By Geoffrey Smith
Investing.com — Few companies have as much reason to be as grateful to Donald Trump as Ericsson (ST:).
Europe’s largest maker of telecom network equipment seemed on a slow route to junior status, if not quite irrelevance, on the world stage as China’s Huawei swept all before it in the first two decades of the millennium.
However, the U.S. President’s assault on Huawei has changed all that. The Swedish company is enjoying a new lease of life as the U.S. and – slowly – its allies, squeeze the Chinese company out of their vital infrastructure, fearing that it enables and facilitates the rampant and increasingly sophisticated industrial and military espionage practised by Beijing.
That political choice has given Ericsson and its Finnish-based rival Nokia (HE:) an effective duopoly in Europe and a much stronger position in North America, just as operators are having to spend billions on upgrading their networks to the 5G standard.
The hallmark of any monopolist or duopolist is margins and, after years of struggle, the easing of competition is having an increasingly clear effect on Ericsson. The company’s operating margin rose to 8.2% from 7.0% a year ago, with a particularly strong expansion in the group’s Digital Services division. The gross margin excluding restructuring charges widened by 1.8 percentage points over the first half, compared to the same period a year ago. Changes in the product mix and the falling away of previous investment costs also helped.
Despite obvious challenges to the business environment, the group recommitted to its target of an operating margin of as much as 12% within two years.
Ericsson stock leaped more than 10% in Stockholm in response to the news on Friday to their highest in over five years.
Naturally, Ericsson has more going for it than the fact that its most feared competitor has been hobbled. The acceleration of the Working From Home will force network operators to roll out more bandwidth to households than they had envisaged, and faster. So far, that appears to be a bigger factor than the drop in demand from offices and other shared spaces.
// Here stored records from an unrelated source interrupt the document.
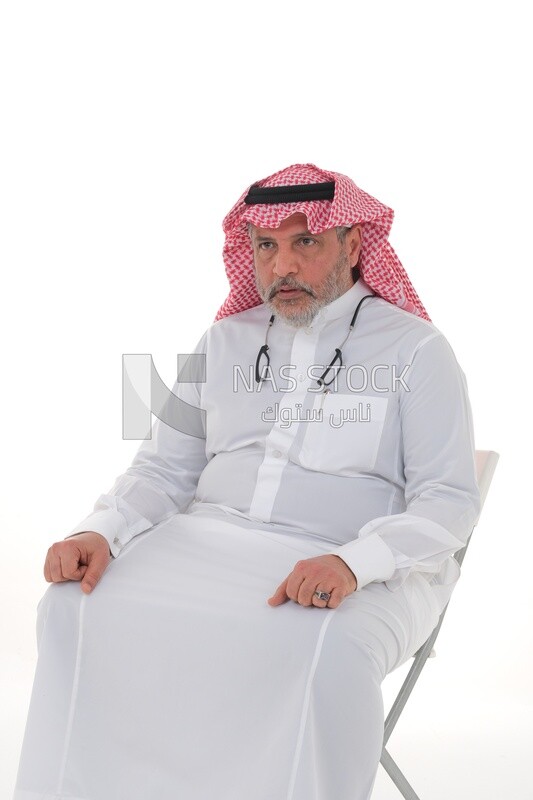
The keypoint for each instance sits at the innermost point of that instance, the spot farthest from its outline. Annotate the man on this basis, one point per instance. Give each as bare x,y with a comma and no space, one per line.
333,476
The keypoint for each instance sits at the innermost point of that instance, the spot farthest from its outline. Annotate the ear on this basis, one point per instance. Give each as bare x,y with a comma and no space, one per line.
353,244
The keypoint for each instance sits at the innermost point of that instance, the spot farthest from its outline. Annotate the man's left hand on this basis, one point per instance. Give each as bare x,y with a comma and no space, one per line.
327,573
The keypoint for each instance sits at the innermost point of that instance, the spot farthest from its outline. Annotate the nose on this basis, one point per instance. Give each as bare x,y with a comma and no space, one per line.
286,262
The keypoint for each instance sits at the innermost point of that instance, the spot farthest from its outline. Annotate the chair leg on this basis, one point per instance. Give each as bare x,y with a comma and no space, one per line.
397,776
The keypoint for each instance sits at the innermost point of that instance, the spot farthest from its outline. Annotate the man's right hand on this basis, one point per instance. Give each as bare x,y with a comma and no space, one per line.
83,557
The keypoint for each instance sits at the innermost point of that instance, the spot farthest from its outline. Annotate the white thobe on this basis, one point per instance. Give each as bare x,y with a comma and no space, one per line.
378,470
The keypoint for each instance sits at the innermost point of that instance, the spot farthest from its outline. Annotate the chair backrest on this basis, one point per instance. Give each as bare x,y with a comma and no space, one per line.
486,461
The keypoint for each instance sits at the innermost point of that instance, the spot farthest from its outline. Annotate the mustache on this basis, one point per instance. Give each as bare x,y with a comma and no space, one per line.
289,283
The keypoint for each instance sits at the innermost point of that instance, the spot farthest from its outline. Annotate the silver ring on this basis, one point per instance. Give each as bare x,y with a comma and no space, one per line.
322,595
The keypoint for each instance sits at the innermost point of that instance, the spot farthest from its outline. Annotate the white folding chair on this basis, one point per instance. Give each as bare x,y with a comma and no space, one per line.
486,461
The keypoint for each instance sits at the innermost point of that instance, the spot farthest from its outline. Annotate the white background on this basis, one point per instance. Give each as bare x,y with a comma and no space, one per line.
128,130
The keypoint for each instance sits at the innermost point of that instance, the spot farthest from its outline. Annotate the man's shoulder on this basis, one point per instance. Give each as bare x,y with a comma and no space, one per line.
256,316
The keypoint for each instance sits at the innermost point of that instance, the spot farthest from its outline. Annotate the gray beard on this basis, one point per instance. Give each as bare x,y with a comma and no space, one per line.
334,286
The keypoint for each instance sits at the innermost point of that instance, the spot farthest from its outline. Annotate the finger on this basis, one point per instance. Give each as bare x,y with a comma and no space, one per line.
55,566
95,569
73,565
337,596
294,581
280,595
321,603
306,592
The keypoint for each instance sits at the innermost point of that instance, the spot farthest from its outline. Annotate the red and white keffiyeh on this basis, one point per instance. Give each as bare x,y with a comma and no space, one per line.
379,265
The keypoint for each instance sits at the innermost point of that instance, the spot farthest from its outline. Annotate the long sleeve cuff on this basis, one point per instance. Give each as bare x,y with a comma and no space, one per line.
110,524
369,559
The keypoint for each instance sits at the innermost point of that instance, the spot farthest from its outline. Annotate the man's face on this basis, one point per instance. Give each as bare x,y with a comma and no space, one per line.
298,272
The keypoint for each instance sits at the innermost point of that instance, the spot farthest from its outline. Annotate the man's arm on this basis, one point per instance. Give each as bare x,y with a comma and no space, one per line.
441,491
160,482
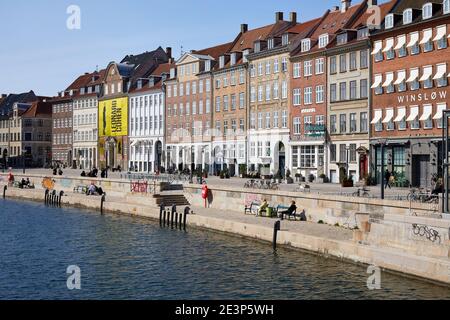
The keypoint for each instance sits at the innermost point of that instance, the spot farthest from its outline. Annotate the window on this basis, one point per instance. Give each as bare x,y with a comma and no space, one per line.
407,16
284,64
427,11
353,64
333,93
364,89
333,68
353,89
320,65
343,123
363,122
389,21
308,68
297,97
297,126
308,95
333,125
320,94
343,63
297,70
306,45
343,91
323,40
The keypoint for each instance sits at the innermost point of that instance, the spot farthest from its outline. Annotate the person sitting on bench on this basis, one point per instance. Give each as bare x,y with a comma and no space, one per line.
290,211
263,207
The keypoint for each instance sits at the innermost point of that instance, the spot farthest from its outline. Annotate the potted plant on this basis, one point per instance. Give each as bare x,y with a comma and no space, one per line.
347,182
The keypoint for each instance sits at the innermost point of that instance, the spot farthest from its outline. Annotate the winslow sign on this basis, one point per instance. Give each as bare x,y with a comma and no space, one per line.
423,97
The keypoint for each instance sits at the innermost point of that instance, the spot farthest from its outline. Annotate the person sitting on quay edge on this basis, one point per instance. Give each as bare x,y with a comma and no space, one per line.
290,211
263,207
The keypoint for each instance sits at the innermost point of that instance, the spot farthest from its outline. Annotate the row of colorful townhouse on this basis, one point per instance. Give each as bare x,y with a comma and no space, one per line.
316,98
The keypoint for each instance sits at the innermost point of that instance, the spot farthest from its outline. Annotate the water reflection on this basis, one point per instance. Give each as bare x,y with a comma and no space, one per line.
129,258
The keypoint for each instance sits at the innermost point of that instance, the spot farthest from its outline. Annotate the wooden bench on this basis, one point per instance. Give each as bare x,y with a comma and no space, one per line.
81,189
252,208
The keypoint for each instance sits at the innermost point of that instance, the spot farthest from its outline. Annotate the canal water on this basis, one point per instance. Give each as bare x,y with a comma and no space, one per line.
130,258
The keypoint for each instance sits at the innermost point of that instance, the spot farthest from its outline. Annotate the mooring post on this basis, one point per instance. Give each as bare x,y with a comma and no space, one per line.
276,228
186,212
161,210
101,204
61,194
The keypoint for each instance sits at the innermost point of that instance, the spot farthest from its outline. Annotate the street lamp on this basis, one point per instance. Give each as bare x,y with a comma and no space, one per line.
382,145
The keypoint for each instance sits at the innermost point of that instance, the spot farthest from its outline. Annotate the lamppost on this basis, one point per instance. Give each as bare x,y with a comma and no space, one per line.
382,146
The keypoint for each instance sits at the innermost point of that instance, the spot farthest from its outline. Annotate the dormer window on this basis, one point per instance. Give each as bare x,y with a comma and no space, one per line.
306,45
427,11
389,21
233,59
323,41
342,38
208,65
257,46
407,16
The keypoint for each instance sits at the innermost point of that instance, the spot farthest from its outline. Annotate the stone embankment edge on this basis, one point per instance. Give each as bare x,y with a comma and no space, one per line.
425,268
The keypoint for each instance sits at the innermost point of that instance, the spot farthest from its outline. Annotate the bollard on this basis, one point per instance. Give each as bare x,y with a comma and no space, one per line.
186,212
161,210
61,193
101,204
276,228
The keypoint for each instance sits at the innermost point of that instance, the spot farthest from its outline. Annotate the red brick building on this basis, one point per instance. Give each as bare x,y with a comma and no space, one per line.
410,58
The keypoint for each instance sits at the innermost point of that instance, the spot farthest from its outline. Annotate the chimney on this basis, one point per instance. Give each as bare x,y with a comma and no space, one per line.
293,17
371,3
278,16
345,4
169,52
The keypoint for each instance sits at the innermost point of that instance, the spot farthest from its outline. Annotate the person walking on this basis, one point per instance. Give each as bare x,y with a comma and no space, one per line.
387,177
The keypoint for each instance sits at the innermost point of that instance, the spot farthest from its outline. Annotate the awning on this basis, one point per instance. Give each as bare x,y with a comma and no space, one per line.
413,114
389,79
440,111
401,76
377,117
441,32
377,47
389,45
401,114
441,71
427,73
413,39
427,111
389,116
401,41
413,75
377,81
427,35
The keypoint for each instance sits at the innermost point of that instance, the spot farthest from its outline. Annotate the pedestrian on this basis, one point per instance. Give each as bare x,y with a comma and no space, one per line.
387,177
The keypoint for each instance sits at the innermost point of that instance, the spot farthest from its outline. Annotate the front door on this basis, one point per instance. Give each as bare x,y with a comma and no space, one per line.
420,171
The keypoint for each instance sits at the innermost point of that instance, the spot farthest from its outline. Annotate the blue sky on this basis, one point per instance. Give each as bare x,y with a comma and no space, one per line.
39,52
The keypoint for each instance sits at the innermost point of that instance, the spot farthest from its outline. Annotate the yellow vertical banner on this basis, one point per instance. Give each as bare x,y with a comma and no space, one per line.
113,117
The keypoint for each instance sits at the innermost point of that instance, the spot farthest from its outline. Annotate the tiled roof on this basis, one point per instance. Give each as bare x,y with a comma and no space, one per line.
39,109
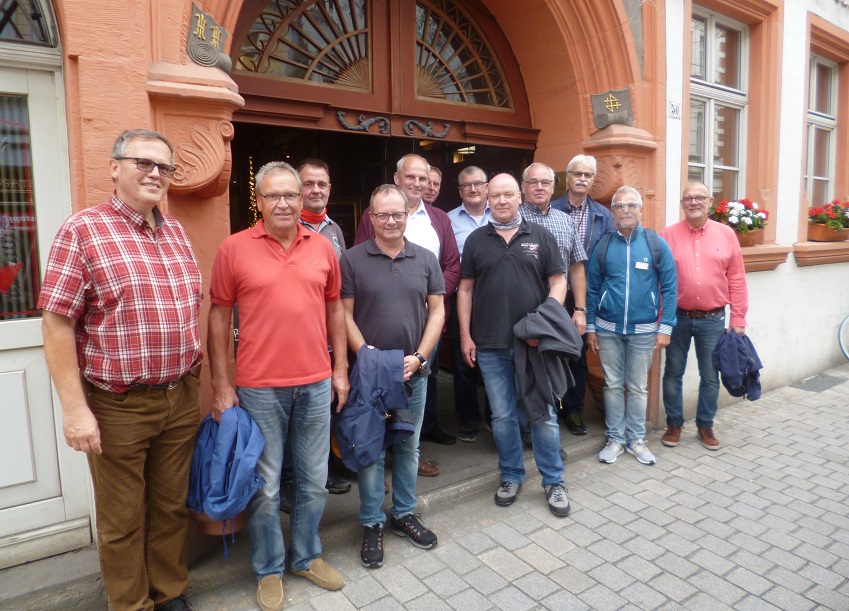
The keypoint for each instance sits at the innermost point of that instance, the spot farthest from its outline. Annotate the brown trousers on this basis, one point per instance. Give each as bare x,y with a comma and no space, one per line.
140,485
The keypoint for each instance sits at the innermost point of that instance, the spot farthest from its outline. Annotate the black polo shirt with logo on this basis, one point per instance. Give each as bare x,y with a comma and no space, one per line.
511,280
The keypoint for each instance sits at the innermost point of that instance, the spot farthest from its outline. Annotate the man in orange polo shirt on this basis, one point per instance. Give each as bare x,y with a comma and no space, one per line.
711,275
286,281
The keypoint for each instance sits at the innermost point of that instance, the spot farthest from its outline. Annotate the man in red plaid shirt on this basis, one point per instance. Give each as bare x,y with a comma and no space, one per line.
120,303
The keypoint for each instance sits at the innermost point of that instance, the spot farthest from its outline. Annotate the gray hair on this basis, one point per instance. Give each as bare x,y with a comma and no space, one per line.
275,167
588,159
629,190
387,190
119,149
470,170
538,164
400,164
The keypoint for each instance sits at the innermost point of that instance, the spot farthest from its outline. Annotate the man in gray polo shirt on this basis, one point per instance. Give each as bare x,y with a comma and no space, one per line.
392,292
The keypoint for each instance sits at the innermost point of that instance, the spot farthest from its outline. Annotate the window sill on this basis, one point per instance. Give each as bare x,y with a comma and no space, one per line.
765,257
820,253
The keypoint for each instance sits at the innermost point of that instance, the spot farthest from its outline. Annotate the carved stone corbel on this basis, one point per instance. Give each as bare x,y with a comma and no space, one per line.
203,165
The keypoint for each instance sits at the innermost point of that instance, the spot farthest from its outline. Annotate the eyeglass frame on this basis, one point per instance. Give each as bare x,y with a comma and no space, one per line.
275,198
166,170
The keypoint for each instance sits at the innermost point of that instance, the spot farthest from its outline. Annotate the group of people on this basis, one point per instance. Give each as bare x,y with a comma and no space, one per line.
121,307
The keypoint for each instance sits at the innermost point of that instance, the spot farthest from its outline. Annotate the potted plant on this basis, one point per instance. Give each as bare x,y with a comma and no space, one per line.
744,216
829,223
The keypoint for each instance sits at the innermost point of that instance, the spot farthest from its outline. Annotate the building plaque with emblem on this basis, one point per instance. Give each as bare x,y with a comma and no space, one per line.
612,107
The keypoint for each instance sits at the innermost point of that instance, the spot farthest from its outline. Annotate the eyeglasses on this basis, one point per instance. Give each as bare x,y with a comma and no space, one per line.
311,183
478,184
534,183
625,205
276,198
147,165
382,217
But the reality is this: a U.S. ally such as the U.K. is forcing network operators to stop buying Huawei kit from 2021, and to replace it entirely in their networks by 2027. BT Group (LON:) reckons this will cost it 500 million pounds ($625 million). Vodafone (LON:) says it could cost billions of pounds. Even allowing for corporate exaggeration and special pleading, it’s clear that Huawei’s loss is someone else’s gain. In many – perhaps most – cases, that someone will be Ericsson, probably for years to come.
Small wonder that Ericsson’s shares are up 18% year-to-date, while Nokia’s are up 14%.